Crônica
da Inocência,
de Raoul Ruiz
Comédie
de l'innocence, França, 2000
Em Crônica da inocência as crianças são
tudo, menos inocentes. Elas possuem total controle sobre o seu universo
e são capazes de brincar com o mundo envolvendo os adultos próximos
sem que esses se dêem conta disso. Indo um pouco mais longe, ao
saberem que tem tal poder de manipulação, estas crianças
se tornam quase sádicas, sentindo um lúdico prazer ao se
considerarem senhoras de um mundo que aos poucos vai perdendo o sentido
para seus pais mas que lhes é inteiramente receptivo. Mas essas
são apenas constatações pessoais de alguém
que foi ao cinema. Raoul Ruiz pode ter pensado em abordar o assunto, e
ele até seria suficiente para discorrer sobre o filme, não
fosse a ambiguidade da maneira de abordá-lo ainda mais intrigante.
Na verdade, é graças a essa ambiguidade que o filme escapa
da mediocridade.
Crônica da
inocência cairia facilmente na lista de filmes que usam uma
surpresa no final do roteiro como único atrativo. Porém,
aqui, há uma confusão entre o sobrenatural, o espiritismo,
crenças pessoais, psicologia e amor maternal. A história
do garoto que diz que sua mãe natural não é a verdadeira
é conduzida por esses meandros, nunca se fixando claramente em
uma possibilidade de interpretação que ajude o espectador
a decidir no que acreditar. Muito antes da resolução final,
onde as coisas de esclarecem, o mais interessante do filme é justamente
essa confusão que gera na cabeça de quem o vê. O mérito
do roteiro deixa de ser a capacidade de impressionar com truques no fim.
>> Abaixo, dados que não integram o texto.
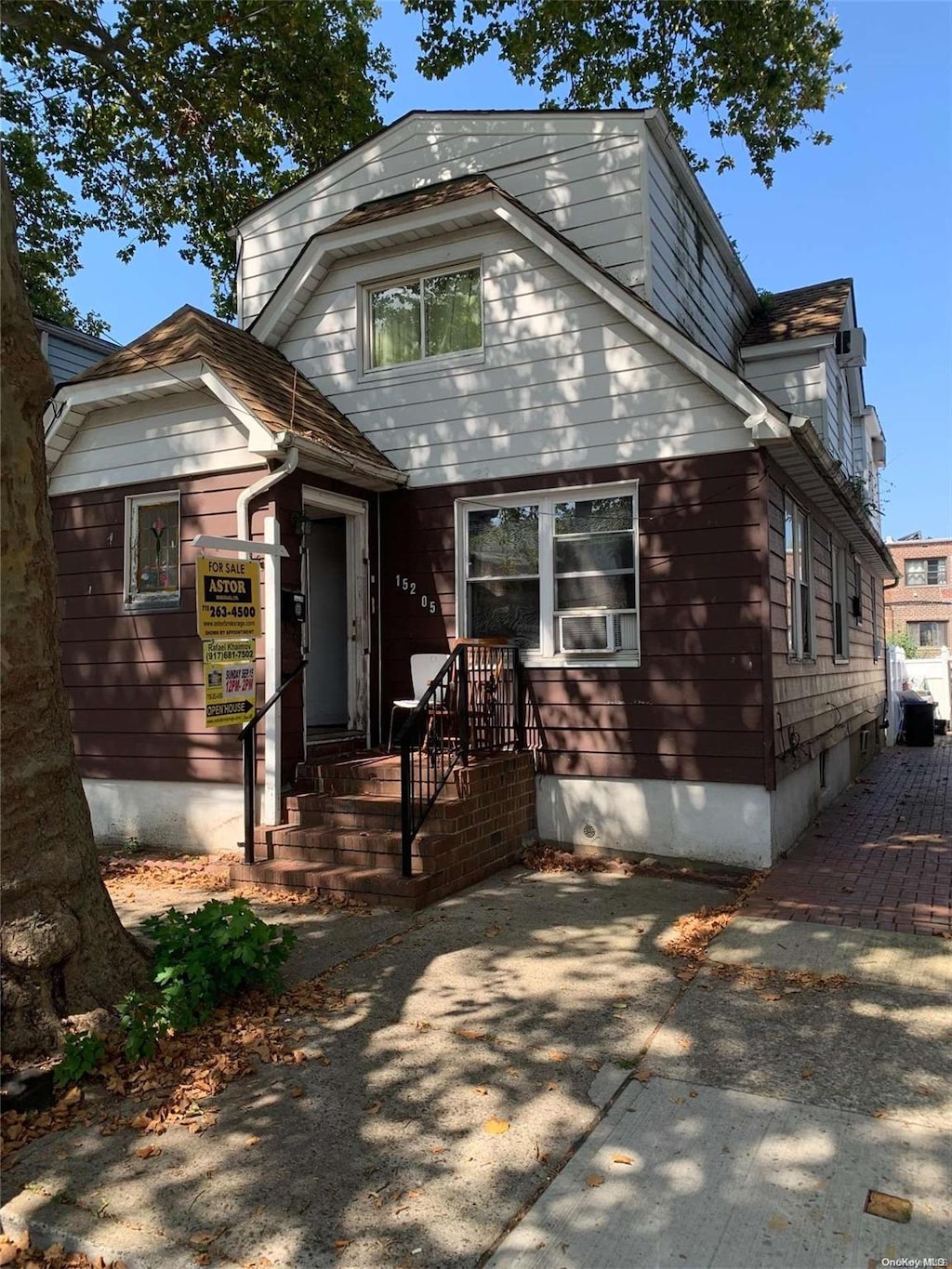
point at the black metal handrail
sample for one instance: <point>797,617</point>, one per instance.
<point>473,705</point>
<point>247,737</point>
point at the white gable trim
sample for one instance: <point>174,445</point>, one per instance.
<point>63,416</point>
<point>763,420</point>
<point>438,122</point>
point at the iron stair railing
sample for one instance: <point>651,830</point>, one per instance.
<point>249,757</point>
<point>473,705</point>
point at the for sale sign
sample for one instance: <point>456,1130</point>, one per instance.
<point>229,598</point>
<point>229,681</point>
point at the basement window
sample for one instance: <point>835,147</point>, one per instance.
<point>152,563</point>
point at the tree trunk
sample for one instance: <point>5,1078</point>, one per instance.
<point>62,946</point>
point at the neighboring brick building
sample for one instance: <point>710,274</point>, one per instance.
<point>920,605</point>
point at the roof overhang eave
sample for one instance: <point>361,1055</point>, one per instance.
<point>802,457</point>
<point>351,469</point>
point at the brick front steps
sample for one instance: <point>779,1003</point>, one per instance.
<point>341,834</point>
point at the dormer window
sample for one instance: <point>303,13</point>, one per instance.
<point>430,315</point>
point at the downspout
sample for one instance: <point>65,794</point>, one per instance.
<point>271,802</point>
<point>266,482</point>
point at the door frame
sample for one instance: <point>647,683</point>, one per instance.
<point>355,513</point>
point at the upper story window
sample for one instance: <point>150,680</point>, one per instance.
<point>428,315</point>
<point>840,627</point>
<point>928,633</point>
<point>800,584</point>
<point>556,573</point>
<point>152,563</point>
<point>926,573</point>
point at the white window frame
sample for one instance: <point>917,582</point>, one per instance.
<point>423,362</point>
<point>546,499</point>
<point>926,562</point>
<point>148,601</point>
<point>801,635</point>
<point>840,599</point>
<point>928,621</point>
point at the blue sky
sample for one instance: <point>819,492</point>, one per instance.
<point>875,205</point>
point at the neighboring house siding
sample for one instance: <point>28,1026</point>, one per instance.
<point>795,379</point>
<point>68,358</point>
<point>135,679</point>
<point>691,284</point>
<point>694,709</point>
<point>563,385</point>
<point>817,702</point>
<point>183,434</point>
<point>580,174</point>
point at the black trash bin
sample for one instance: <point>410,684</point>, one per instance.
<point>918,723</point>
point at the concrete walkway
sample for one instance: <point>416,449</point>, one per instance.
<point>879,857</point>
<point>775,1102</point>
<point>524,1059</point>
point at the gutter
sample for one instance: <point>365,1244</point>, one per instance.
<point>803,434</point>
<point>246,496</point>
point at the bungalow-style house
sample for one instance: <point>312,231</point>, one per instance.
<point>496,375</point>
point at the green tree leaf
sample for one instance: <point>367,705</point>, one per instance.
<point>148,114</point>
<point>758,69</point>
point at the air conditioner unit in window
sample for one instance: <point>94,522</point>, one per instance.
<point>589,632</point>
<point>851,347</point>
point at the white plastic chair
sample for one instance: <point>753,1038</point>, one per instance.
<point>424,668</point>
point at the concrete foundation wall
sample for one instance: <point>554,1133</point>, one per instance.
<point>728,824</point>
<point>202,817</point>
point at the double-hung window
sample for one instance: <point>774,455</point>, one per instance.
<point>926,573</point>
<point>152,563</point>
<point>840,604</point>
<point>800,608</point>
<point>424,316</point>
<point>556,573</point>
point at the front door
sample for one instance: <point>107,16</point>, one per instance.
<point>336,579</point>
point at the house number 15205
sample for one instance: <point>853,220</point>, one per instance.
<point>410,588</point>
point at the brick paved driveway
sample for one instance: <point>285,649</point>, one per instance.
<point>879,857</point>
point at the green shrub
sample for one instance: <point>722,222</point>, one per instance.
<point>200,960</point>
<point>82,1054</point>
Ele consegue fazer coisa bem mais difícil ao contar essa história
sem permitir que nos orientemos diante do que nos é mostrado. O
desfecho vem como uma salvação, um alívio, concedendo
algo sólido e um ponto de apoio. A surpresa é quase totalmente
anulada, perdendo sua validade diante da felicidade que é poder
se reorientar e finalmente considerar os fatos do filme através
de um caminho mais lógico.
Não existe
o prazer de se contar ou assistir a uma história. Há apenas
uma sucessão de fatos que não assumem uma relação
entre causa e efeito segura.
Isso garante ao filme
um lugar distinto na lista de lançamentos do ano, mas seria injusto
parar por aqui. Afinal, trata-se de um filme de Raoul Ruiz e toda a elegância
de sua direção está presente em cada plano, cada
reação de seus personagens. A impressão de desorientação
é criada quando os atores agem, quando os cenários co-atuam,
quando a câmera se posiciona sutilmente de forma a permitir uma
expectativa de mistério. São esses elementos cinematográficos
que fazem o filme funcionar e é Raoul Ruiz quem sabe empregá-los
muito bem e coloca tudo para acontecer.